Thesis defense of Sabrina Pospich

The proteins actin and myosin are key role players of eukaryotic life. The μm-long dynamic filaments formed by actin are a major component of the cytoskeleton. They furthermore serve as tracks for the molecular motor myosin, which powers many essential processes, such as cargo transport and muscle contraction. According to their biological relevance, malfunctions of either actin or myosin are usually linked to serious medical issues. The function of both proteins is tightly coupled to ATP hydrolysis as well as to their structure. Resolving this structure is hence key to decipher the molecular details of actin and myosin. While the overall structure of both proteins has already been resolved previously, the structural effect of ATP hydrolysis and the subsequent release of inorganic phosphate has remained elusive. Similarly, it is poorly understood how sequence variations or binding of small molecules affect the stability of actin filaments.
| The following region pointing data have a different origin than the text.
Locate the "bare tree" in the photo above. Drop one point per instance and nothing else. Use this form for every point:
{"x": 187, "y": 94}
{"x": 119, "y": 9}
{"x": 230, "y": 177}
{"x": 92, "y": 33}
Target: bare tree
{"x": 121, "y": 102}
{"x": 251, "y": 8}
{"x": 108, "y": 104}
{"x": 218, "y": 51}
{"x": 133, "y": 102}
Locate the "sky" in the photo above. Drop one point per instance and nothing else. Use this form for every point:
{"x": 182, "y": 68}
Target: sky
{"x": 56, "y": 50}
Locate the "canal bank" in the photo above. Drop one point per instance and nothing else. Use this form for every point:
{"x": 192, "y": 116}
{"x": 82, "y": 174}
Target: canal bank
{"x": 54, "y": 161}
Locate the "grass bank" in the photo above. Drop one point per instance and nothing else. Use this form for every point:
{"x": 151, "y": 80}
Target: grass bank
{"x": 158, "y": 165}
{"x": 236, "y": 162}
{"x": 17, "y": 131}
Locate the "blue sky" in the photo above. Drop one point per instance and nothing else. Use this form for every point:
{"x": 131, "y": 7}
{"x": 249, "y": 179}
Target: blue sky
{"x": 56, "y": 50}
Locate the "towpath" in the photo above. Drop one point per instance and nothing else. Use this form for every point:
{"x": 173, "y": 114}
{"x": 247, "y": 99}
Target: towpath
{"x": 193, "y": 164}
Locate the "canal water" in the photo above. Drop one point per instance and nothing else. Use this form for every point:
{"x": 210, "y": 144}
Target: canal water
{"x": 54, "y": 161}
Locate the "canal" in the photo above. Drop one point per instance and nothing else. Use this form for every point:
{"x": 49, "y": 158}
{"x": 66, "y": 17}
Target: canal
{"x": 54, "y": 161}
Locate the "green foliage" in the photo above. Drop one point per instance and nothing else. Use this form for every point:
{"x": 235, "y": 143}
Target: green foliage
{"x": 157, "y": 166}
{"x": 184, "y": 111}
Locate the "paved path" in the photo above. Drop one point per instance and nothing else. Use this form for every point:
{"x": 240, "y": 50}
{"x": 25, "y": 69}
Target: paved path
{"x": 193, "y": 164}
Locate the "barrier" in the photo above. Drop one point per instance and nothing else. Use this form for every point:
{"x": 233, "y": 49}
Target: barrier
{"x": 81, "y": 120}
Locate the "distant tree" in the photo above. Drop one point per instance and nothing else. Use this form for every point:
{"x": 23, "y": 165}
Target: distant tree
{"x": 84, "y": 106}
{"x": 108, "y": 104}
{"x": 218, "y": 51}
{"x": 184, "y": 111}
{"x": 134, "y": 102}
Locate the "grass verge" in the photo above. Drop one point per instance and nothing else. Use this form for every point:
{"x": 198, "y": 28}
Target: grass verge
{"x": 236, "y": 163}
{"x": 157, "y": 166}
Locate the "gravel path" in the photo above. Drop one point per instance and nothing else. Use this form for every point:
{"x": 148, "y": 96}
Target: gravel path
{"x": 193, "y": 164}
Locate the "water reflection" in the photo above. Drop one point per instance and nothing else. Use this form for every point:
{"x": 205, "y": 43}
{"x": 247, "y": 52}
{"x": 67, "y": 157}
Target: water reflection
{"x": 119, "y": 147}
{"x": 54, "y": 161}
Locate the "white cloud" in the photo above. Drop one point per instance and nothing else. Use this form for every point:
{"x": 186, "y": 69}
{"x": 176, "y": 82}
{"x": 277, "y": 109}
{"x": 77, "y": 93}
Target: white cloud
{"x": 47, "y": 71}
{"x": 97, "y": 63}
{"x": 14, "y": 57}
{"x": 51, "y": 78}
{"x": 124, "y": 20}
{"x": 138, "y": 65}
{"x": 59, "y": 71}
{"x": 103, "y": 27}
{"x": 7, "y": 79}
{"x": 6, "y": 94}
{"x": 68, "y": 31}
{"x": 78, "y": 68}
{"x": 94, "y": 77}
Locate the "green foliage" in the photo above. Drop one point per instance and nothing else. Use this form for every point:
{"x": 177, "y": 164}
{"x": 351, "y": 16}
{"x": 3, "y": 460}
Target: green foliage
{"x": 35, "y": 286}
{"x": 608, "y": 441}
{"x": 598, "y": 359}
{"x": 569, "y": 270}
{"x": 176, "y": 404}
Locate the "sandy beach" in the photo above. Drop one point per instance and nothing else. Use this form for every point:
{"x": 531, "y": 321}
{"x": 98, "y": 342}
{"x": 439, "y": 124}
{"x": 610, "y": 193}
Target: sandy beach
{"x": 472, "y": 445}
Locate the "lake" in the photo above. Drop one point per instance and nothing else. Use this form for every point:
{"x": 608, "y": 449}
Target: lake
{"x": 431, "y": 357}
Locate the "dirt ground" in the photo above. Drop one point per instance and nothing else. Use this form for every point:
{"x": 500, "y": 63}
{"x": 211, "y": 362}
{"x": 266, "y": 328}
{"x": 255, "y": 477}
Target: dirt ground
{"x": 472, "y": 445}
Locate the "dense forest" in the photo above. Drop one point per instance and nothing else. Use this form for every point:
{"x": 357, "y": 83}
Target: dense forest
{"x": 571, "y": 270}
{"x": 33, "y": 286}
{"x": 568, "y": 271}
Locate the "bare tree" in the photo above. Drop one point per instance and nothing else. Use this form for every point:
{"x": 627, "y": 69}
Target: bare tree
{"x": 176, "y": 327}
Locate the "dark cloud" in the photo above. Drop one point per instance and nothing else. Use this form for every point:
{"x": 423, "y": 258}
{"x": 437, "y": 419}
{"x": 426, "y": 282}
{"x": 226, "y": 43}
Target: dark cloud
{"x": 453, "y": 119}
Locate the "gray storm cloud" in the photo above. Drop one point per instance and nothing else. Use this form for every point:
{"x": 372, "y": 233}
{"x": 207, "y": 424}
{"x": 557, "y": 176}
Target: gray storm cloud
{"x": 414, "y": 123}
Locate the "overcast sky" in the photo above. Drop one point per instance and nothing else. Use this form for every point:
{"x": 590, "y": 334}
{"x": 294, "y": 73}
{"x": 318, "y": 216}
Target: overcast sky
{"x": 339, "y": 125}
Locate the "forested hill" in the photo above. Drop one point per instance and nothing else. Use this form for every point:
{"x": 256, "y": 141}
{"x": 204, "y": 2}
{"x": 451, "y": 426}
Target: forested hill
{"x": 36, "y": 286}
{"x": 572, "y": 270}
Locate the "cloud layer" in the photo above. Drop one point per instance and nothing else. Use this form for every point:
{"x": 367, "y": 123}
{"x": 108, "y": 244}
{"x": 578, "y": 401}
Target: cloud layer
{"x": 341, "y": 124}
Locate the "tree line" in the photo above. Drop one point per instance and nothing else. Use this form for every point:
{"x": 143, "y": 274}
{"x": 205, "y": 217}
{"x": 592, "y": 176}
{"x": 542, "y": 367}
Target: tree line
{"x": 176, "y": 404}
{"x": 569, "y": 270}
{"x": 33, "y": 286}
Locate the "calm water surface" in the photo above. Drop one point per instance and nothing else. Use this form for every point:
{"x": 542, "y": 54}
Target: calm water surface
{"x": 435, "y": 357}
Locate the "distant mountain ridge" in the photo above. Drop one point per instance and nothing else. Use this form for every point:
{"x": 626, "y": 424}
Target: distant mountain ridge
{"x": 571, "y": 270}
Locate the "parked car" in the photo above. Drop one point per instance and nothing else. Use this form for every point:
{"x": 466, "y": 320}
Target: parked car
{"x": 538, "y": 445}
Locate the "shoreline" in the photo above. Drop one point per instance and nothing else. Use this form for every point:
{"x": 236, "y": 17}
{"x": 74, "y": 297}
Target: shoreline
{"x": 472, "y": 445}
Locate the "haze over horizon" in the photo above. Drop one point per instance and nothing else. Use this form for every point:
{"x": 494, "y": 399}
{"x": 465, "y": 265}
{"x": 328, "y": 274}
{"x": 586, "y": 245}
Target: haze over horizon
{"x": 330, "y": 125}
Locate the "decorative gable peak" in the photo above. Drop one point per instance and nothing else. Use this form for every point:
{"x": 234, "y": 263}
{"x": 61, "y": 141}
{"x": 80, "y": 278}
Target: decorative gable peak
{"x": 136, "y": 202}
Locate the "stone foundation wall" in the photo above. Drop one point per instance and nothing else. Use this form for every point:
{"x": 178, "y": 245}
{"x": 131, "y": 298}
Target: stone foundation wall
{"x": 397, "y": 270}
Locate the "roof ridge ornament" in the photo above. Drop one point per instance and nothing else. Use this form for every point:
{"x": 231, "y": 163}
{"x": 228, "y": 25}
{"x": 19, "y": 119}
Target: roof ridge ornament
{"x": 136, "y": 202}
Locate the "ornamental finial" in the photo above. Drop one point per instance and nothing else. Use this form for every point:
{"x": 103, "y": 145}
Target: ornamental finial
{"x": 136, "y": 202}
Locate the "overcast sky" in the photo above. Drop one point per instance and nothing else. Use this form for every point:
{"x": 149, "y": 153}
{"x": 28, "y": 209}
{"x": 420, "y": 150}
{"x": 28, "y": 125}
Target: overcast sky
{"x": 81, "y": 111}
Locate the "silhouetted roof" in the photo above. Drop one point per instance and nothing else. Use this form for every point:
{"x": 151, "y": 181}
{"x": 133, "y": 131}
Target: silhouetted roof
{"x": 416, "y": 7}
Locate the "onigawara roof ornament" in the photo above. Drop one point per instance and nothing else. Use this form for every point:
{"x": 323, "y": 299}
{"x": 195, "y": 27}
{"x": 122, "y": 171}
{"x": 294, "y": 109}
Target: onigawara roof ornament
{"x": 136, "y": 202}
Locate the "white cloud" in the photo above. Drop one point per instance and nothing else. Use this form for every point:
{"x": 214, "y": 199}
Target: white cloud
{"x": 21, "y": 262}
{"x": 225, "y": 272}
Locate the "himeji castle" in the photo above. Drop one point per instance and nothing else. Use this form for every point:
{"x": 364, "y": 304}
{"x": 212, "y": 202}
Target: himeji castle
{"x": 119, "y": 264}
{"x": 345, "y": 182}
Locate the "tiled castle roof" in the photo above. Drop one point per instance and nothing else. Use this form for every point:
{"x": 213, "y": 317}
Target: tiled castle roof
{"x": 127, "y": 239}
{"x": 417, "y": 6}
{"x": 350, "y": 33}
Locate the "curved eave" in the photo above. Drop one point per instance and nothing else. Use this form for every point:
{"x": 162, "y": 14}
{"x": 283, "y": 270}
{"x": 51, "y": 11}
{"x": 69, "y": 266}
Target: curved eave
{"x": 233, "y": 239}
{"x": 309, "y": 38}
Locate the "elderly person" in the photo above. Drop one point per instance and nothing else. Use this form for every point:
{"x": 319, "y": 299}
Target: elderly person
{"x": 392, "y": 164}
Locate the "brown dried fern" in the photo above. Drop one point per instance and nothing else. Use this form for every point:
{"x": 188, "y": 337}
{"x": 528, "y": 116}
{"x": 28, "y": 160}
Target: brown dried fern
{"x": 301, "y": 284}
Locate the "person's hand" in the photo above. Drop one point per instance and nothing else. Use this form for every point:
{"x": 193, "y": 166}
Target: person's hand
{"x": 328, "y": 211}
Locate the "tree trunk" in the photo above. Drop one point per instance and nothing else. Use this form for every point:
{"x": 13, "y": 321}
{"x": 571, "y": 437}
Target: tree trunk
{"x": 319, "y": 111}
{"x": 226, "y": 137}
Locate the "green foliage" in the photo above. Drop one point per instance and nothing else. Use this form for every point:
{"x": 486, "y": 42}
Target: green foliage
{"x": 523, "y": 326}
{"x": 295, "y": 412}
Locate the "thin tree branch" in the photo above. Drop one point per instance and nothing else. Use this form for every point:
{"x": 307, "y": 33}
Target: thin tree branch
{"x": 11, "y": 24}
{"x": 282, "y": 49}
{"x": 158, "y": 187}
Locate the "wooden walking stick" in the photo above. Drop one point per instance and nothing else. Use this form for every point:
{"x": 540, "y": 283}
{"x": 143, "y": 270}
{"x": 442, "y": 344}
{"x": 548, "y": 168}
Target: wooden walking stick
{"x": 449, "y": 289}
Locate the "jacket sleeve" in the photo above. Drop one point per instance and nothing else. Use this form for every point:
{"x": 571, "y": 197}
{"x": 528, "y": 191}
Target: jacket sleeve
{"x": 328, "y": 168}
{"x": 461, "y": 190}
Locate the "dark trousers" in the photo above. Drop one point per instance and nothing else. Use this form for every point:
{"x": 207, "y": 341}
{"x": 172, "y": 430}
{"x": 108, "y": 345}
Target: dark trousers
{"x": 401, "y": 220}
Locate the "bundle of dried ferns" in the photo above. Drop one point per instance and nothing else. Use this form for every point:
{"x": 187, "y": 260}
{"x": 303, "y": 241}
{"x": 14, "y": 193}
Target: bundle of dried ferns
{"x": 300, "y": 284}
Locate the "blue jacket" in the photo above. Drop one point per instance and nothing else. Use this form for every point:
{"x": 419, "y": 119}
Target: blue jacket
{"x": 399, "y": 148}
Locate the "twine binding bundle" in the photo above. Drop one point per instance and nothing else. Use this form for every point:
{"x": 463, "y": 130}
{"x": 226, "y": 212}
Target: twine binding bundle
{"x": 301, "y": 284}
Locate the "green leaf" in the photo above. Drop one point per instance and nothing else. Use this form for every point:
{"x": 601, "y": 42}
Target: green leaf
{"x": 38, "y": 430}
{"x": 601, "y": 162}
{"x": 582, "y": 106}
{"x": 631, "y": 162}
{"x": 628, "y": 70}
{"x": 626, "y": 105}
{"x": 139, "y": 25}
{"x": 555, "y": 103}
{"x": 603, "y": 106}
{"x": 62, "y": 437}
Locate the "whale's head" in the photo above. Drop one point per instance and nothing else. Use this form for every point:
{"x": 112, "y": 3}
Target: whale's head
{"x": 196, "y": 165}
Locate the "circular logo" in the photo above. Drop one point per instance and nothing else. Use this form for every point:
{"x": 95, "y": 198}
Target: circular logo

In my doctoral thesis I have used transmission electron cryo microscopy (cryo-EM) to solve a total of 19 high-resolution structures of filamentous actin (F-actin) as well as myosin bound to F-actin (actomyosin). First of all, I present structures of different nucleotide states, which elucidate the structural transitions of actin and myosin along their ATPase cycle. The data suggest that the ATPase cycle of myosin is not exclusively driven by mechanical coupling, but strongly relies on structural flexibility. They furthermore illustrate the conformational changes associated with ADP release and binding of ATP. The structural changes within F-actin are generally smaller than the ones in myosin, and localize primarily to the D-loop C-terminus interface at the surface of the filament. In this way, he nucleotide state is likely communicated to interaction partners, thereby facilitating the directed remodeling of the cytoskeleton. This thesis also reveals how small sequence vari-ations cause filament instability in actin 1 of the malaria parasite Plasmodium falciparum. Finally, it deciphers the structural basis by which the natural toxins jasplakinolide and phalloidin stabilize F-actin, and describes their effect on the structural transition of actin. While these small molecules already represent powerful tools for basic research, the struc-tures of a photoswitchable jasplakinolide presented in this thesis will likely promote the structure-based design of novel functionalized derivatives with even greater potential.

Collectively, the structures solved in this thesis have brought valuable insights into the structural transition of actin and myosin and thereby will eventually lead to a better understanding of all actin- and myosin-based processes.